Flaiano, che si sé diceva di non "avere una vocazione narrativa. Scrivo, che è una cosa molto diversa”, viene ricordato per gli aforismi, ma soprattutto per le tante sceneggiature di successo firmate con Federico Fellini (Lo sceicco bianco, I vitelloni, La strada, La dolce vita, 8 e ½). Ma nella sua vita, fu vincitore di un premio Strega (con il suo unico romanzo “Tempo di uccidere”), giornalista per Il Mondo di Pannunzio, per L’Espresso, per il Corriere della sera nonché autore teatrale.

"Scriveva continuamente, raccoglieva i pensieri, le sue considerazioni più o meno amare, più o meno dissacranti in taccuini e fogli sparsi, che in gran parte sono stati pubblicati", ricorda Sbaratto, presentanto l'appuntamento insieme a Cinzia Oridine e al presidente del Leone, Gianni Mentigazzi. Era un uomo indipendente, non legato a alcuna parte politica, amava la libertà e fu testimone diretto della Marcia su Roma nel ‘22, del 25 luglio 1943 e della liberazione di Roma da parte degli alleati. Scrisse di tutto questo e dell’Italia del dopoguerra, del Boom economico, della contestazione nel ‘68.

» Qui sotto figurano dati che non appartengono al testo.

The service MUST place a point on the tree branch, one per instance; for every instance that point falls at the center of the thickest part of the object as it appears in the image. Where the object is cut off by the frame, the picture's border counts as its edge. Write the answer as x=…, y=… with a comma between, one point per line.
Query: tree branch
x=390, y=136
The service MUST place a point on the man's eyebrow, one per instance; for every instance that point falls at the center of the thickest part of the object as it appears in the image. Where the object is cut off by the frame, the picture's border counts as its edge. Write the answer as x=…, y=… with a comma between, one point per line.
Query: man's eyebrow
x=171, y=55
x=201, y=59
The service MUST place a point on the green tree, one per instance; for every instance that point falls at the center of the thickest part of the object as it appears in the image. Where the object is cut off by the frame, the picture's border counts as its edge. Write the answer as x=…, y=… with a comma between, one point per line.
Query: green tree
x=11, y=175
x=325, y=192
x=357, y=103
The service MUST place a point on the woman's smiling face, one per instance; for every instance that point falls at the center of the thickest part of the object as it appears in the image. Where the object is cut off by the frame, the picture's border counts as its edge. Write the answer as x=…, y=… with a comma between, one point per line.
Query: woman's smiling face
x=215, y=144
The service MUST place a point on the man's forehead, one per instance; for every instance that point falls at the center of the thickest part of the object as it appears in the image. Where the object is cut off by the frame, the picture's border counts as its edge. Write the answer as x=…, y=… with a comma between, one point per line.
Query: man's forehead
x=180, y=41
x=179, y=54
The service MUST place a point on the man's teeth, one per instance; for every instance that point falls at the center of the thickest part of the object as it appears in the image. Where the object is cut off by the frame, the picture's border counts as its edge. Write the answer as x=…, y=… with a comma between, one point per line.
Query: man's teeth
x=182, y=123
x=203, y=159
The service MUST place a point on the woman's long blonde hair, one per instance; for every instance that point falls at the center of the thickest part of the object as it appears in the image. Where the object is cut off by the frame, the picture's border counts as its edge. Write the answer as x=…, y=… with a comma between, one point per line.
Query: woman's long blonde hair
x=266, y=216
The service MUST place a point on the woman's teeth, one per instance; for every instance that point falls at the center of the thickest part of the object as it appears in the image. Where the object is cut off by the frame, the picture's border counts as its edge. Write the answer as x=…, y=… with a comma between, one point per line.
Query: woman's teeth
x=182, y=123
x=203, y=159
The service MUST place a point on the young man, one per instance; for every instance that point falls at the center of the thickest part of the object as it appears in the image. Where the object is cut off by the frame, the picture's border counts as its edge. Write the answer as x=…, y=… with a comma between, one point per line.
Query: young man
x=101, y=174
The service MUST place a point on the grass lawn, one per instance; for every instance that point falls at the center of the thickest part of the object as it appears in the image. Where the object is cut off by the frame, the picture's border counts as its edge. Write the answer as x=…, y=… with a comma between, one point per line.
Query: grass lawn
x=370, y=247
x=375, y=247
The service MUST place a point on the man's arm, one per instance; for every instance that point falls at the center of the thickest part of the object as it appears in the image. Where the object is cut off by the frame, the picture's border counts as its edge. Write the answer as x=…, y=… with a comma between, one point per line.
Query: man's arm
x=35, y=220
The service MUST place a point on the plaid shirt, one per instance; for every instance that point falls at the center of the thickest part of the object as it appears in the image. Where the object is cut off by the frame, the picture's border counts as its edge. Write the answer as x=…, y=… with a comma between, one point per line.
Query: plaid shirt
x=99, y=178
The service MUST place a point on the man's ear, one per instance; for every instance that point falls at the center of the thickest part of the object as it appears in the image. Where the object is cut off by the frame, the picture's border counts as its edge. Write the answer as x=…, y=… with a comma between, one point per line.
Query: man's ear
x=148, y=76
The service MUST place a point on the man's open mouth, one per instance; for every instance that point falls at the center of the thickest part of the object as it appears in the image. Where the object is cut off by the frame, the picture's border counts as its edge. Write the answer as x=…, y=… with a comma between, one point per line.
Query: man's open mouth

"Alcuni di questi brani verranno letti nei due pomeriggi al Museo Leone - spiega Sbaratto - questi e molti altri, alcuni brevi racconti, altri brevissimi e folgoranti pensieri su Roma, sul giornalismo e sugli italiani. Un sassofono accompagnerà le parole lette, perché il sax è lo strumento che più si avvicina alla voce umana: può sussurrare, suggerire, essere suadente e acido, stridente. Doti che sono proprie dell'ottimo Francesco Aroni Vigone con il quale cercheremo di rendere merito e onore agli splendidi scritti di Ennio Flaiano".

Lo spettacolo, in osservanza alle norme anti Covid, si svolge con un massimo di 50 spettatori che, dall'ingresso di via Verdi, verranno poi accompagnati al Cortile della Fontana: il biglietto costa 10 euro e la prenotazione, obbligatoria, può avvenire telefonando allo 0161 253204 (fino al venerdì alle 12.30); oppure al 334 8568194 (da venerdì pomeriggio); oppure può essere comunicata via mail scrivendo a info@museoleone.it

A sostenere lo spettacolo, oltre all'appoggio del Museo, con il presidente Gianni Mentigazzi, il conservatore Luca Brusotto e il personale dello staff, sono i contributi della Fondazione Cassa di Risparmio di Vercelli e lo sponsor unico non istituzionale Costantino Immobiliare.